- REUTERS/Mike Segar
- US companies can request exemptions to President Donald Trump’s steel and aluminum tariffs if they can’t find metals domestically.
- US businesses have filed more than 20,000 exemption requests, according to Commerce Secretary Wilbur Ross.
- The Commerce Department has ruled on fewer than 100 of those requests.
- According to a new report, the Commerce Department’s exemption process sounds chaotic and random.
US business are scrambling to save their businesses from President Donald Trump’s new steel and aluminum tariffs, but a huge backlog is leaving many of those companies in potential peril.
Under Section 232 of the Trade Expansion Act, the law the Trump administration is using to impose the tariffs, companies can request exemptions if there is no way for them to get the goods they need from a domestic metals producer.
But the Commerce Department, which tasked with handling these requests, is struggling to keep up.
Commerce Secretary Wilbur Ross confirmed in a hearing Wednesday that the department has so far received over 20,000 requests for product exemptions. He said 98 of those requests were processed so far – 42 exemptions were approved, while 56 were denied.
Ross blamed the snail’s pace on the lack of funding for the department. A report from The Washington Post’s David Lynch paints the issues as much deeper.
Officials in the department say there are not enough employees to handle the sudden influx of requests. And employees in the department do not have the expertise to handle such requests, the Post reported.
“It’s going to be so unbelievably random, and some companies are going to get screwed,” a senior Commerce Department official told The Washington Post. “These people are making multibillion-dollar, unbelievably uninformed decisions.”
Every company requesting an exclusion must do so for each good they want to make and each type of metal they need. That means the firms are making highly technical cases relating to hyper-specific types of steel and aluminum. The concern, according to the Post, is that Commerce Department officials evaluating these requests have little expertise and even less time to make accurate judgments.

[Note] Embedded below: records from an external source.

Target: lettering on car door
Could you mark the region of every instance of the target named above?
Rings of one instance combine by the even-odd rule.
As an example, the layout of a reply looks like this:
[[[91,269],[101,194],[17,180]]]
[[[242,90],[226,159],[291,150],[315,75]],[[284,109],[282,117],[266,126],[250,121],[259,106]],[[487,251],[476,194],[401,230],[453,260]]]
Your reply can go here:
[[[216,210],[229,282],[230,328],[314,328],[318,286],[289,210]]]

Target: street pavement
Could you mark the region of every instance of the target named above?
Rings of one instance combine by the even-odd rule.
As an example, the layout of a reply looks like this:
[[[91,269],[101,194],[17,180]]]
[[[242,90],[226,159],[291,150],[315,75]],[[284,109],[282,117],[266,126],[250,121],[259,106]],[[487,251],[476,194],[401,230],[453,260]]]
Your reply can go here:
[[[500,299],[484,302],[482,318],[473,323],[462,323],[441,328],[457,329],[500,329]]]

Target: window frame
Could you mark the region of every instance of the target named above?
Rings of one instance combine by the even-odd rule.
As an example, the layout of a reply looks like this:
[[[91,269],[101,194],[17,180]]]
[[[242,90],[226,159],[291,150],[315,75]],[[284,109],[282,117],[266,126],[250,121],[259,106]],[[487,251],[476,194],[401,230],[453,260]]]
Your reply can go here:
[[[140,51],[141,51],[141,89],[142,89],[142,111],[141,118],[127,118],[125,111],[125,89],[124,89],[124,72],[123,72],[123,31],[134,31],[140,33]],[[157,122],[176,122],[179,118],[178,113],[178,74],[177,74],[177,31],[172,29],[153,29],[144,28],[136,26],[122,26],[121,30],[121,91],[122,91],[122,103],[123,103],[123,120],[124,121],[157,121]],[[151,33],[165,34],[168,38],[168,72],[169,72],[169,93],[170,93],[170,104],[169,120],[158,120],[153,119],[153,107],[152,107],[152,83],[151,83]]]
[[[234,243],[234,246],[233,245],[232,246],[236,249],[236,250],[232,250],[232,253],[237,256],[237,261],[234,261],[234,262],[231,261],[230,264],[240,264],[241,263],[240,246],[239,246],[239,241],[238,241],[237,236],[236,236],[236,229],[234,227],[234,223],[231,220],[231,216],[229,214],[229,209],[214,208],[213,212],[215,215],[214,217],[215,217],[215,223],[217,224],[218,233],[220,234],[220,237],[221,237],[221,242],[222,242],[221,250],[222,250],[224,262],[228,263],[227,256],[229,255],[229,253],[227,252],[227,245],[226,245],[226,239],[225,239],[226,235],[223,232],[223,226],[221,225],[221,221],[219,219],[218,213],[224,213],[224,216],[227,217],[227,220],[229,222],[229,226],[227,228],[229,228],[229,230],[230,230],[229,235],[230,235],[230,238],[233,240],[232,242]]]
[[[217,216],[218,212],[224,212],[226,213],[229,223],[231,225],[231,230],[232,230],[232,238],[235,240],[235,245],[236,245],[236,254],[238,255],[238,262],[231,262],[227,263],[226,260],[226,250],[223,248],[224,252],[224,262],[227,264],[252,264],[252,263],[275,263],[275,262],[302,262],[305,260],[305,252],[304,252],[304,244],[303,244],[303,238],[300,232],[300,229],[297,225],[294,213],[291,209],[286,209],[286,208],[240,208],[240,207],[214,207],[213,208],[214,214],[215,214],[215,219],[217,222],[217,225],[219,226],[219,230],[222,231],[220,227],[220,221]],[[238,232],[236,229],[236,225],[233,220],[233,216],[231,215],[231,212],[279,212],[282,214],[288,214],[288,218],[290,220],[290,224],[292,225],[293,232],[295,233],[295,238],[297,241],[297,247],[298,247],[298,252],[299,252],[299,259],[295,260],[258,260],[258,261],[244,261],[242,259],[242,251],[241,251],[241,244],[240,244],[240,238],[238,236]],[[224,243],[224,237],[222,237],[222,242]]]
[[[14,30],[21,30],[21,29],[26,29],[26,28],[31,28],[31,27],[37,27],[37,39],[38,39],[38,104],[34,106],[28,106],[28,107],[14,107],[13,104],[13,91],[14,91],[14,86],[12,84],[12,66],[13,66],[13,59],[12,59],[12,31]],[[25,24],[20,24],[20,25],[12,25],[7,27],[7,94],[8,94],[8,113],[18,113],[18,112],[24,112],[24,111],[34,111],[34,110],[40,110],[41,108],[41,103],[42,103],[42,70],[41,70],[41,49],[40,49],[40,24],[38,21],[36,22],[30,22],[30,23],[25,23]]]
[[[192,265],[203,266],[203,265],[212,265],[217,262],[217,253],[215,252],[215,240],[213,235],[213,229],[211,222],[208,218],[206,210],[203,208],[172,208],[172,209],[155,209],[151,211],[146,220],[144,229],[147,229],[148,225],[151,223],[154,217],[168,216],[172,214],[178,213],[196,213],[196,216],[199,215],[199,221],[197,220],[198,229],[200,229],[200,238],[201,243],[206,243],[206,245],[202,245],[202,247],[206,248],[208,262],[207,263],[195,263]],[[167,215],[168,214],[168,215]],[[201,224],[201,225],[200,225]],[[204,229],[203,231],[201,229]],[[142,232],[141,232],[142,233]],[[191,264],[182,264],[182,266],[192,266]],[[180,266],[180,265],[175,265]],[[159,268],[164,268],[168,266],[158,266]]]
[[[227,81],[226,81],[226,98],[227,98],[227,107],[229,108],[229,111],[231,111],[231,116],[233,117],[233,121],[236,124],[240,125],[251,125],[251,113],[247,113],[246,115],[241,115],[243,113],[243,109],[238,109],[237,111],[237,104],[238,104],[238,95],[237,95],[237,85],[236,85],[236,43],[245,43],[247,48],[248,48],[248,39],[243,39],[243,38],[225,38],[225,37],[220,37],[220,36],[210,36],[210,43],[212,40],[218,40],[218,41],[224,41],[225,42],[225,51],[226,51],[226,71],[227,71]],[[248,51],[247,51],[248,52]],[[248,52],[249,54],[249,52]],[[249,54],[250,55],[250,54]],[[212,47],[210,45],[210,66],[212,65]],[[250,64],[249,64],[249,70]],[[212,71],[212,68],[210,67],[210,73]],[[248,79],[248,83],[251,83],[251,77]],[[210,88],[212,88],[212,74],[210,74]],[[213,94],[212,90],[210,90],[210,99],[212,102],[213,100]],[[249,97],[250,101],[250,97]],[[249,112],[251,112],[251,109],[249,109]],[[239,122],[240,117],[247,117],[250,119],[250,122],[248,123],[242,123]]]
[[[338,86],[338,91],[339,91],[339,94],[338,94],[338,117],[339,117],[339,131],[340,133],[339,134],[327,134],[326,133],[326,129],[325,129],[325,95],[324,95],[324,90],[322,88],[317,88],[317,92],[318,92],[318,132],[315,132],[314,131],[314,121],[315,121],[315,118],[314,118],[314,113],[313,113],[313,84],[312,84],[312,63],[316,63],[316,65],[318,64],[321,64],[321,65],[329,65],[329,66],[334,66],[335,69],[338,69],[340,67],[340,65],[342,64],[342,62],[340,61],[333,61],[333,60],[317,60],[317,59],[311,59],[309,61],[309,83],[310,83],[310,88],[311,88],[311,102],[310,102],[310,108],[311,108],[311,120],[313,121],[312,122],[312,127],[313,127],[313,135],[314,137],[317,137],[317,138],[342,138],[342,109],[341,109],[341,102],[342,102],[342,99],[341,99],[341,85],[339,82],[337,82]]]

Ross was repeatedly taken to task over the exemption process during the Senate Finance Committee hearing on Wednesday, as frustrated members of the committee ripped into Ross.
“America’s small businesses believe they are being held hostage in a bureaucratic twilight zone waiting to see if they’re going to escape,” said Sen. Ron Wyden, the highest-ranking Democrat on the committee.
Sen. Claire McCaskill, a Democrat from Missouri, was even more blunt.
“In a chaotic and frankly incompetent manner, you’re picking winners and losers on a very technical basis… without a great deal of training,” McCaskill said.
She also pointed out that the Commerce Department is requiring businesses to file the exemption requests every year.
The ire was also bipartisan, as GOP Sens. Pat Roberts and Pat Toomey related stories of companies in their states trying to get exemptions before the tariffs cause too much damage.
Ross said that the Commerce Department was “working through the backlog” of exemption requests and disputed claims that the process was chaotic.